[Cerpen] Gottest Test

  • Bagikan
Dok.Pribadi/Mutmainnah

KEKER.FAJAR.CO.ID – Prank. Suara benda pecah menggema di dalam rumah. Teriakan dan makian mengiringi pecahan piring dan gelas yang bertebaran di lantai.

Clara duduk terdiam di sudut kamarnya. Kedua tangannya berusaha menutup telinganya rapat. “Kumohon berhentilah,” cicit Clara pelan.

Tetap saja tak ada yang berubah. Walau begitu, ia tak pernah sekali pun meneteskan air matanya. Ia gadis yang kuat.

Jam menunjukkan pukul 23.00. Semua suara itu telah berhenti. Clara mengintip dari balik pintu kamarnya. Kedua orang tuanya tidak ada lagi di rumah. Akhirnya ia bisa tertidur nyenyak sekarang.


Mentari terbit dari ufuk timur menghiasi indahnya pagi. Semua orang mengawali pagi mereka dengan tersenyum. Namun hal tersebut tidak berlaku pada Clara. Senyumannya hilang sejak keluarganya hancur.

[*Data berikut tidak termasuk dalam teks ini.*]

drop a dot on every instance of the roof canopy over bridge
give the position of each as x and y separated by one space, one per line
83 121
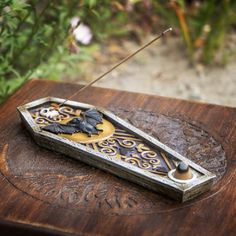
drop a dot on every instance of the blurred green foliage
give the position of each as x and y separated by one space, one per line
36 39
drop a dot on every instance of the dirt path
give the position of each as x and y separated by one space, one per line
163 69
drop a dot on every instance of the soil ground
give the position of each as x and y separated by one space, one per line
163 69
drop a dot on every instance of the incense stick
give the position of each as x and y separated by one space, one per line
117 65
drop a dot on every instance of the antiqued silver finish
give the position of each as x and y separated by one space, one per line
137 167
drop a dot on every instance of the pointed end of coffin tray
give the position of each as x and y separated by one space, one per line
120 149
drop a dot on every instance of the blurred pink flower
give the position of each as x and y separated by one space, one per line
81 32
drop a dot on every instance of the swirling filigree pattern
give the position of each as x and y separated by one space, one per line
127 147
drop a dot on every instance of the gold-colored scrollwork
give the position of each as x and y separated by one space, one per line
108 147
148 154
155 163
126 143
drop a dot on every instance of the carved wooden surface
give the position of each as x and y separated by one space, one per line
48 190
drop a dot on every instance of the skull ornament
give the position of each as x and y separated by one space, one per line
49 112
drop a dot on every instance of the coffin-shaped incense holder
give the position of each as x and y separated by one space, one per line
100 138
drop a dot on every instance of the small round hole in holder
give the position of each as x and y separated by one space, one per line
182 174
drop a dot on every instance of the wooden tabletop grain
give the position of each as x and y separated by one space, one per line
46 193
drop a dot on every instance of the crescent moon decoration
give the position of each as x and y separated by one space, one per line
99 138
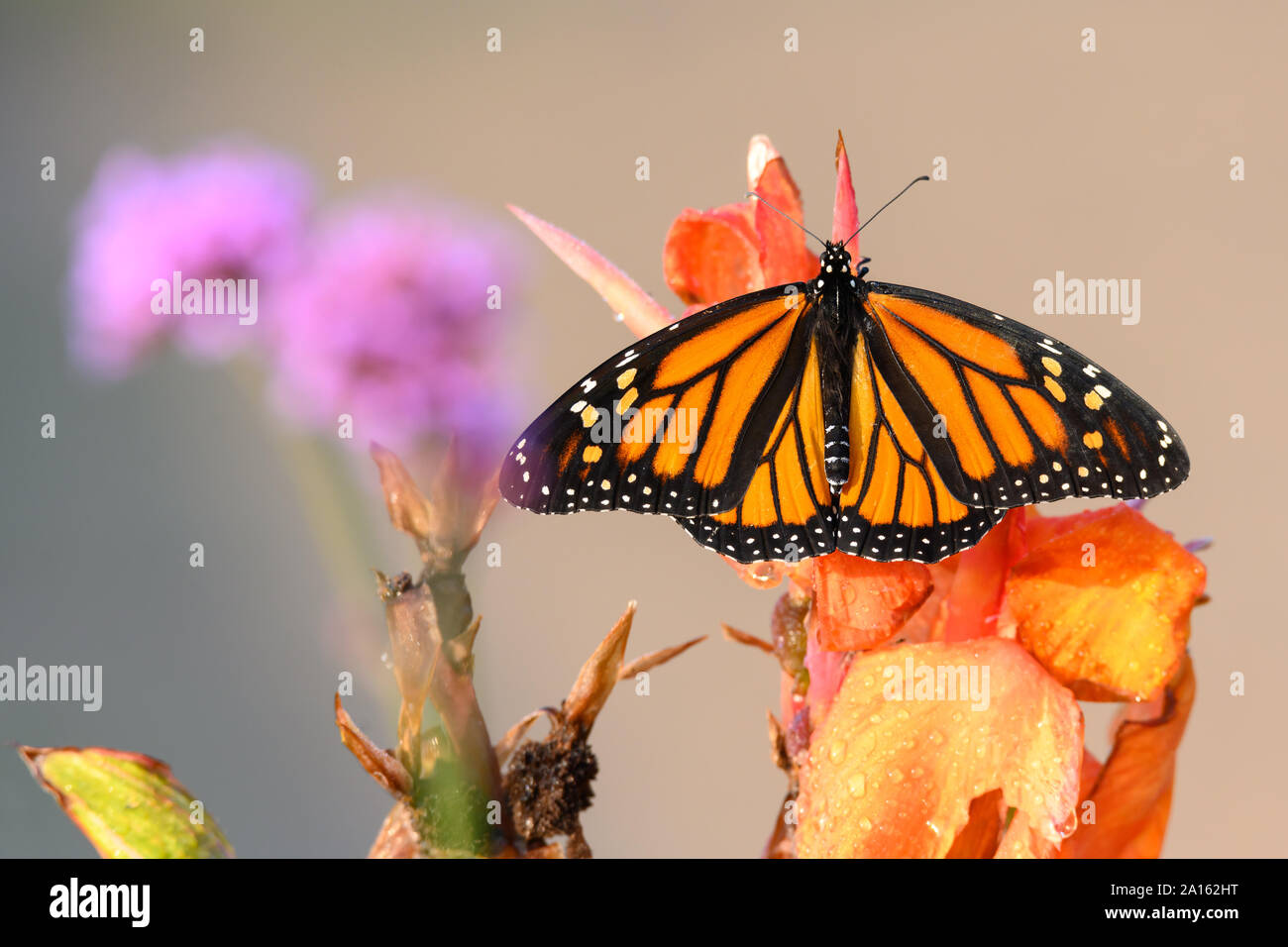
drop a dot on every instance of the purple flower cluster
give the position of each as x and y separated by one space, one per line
394 322
220 213
387 312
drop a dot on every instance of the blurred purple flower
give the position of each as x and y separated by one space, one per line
222 213
397 321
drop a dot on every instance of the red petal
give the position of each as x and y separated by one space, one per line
897 777
977 594
1112 626
712 256
784 257
1132 793
845 209
642 313
862 603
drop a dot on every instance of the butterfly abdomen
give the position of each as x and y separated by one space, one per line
837 331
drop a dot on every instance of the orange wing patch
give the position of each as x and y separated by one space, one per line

Ia berjalan kaki ke sekolah dengan lesu. Berharap sekolah membuatnya melupakan semua luka yang ada di hatinya. Namun seluruh penjuru sekolah sudah tahu tentang masalah keluarganya. Semua orang menjauhi dirinya.

“Eh kamu sudah tahu gak kalau ternyata ayah Clara itu sudah bangkrut. Terus setiap hari kerjanya mabuk-mabukan di pinggir jalan,” ucap salah seorang siswi saat Clara memasuki lorong sekolah.

“Ah masa sih,” timpal siswi yang lain.

“Iya beneran. Tetapi yang lebih parah itu ibunya.”

“Katanya sih karena ibunya itu gak mau tinggal lagi sama suaminya yang sudah bangkrut dan mabuk-mabukkan. Akhirnya ibunya lari deh sama pria lain yang lebih kaya.”

“Wah kalau keluargaku begitu, aku pasti malu dan gak mau pergi lagi ke sekolah. Malu-maluin sekolah saja.”

Clara berusaha menulikan telingannya dari semua gosip di sekolah tentang dirinya.

“Aku gadis yang kuat dan aku harus bertahan,” kata Clara dalam hati untuk menghibur dirinya.


“Bruk”.

Clara jatuh ke lantai saat seorang siswi mendorong dirinya. Seember air kotor disiram ke seluruh badannya. Clara menatap sekeliling. Ia menerima tatapan mencemooh dari kerumunan siswa. Suara tawa memenuhi koridor sekolah.

“Deg”.

Hati Clara berdenyut nyeri. Ia segera berlari meninggalkan kerumunan. Berlari tak tentu arah. Ketika tersadar, ia sudah berada di atap sekolah.

“Tak ada lagi yang peduli padamu Clara. Buat apa kau hidup jika tak ada lagi yang peduli,” jerit Clara dalam hati.

Tak ada air mata yang menetes. Tatapannya kosong. Menatap ke bawah bangunan sekolah tiga lantai. “Aku pasti mati saat mencapai lantai dasar,” pikirnya.

Clara menutup matanya dan mulai melangkahkan kakinya ke depan. Namun langkahnya terhenti. Seseorang memegang tangannya erat. Clara berbalik ke belakang.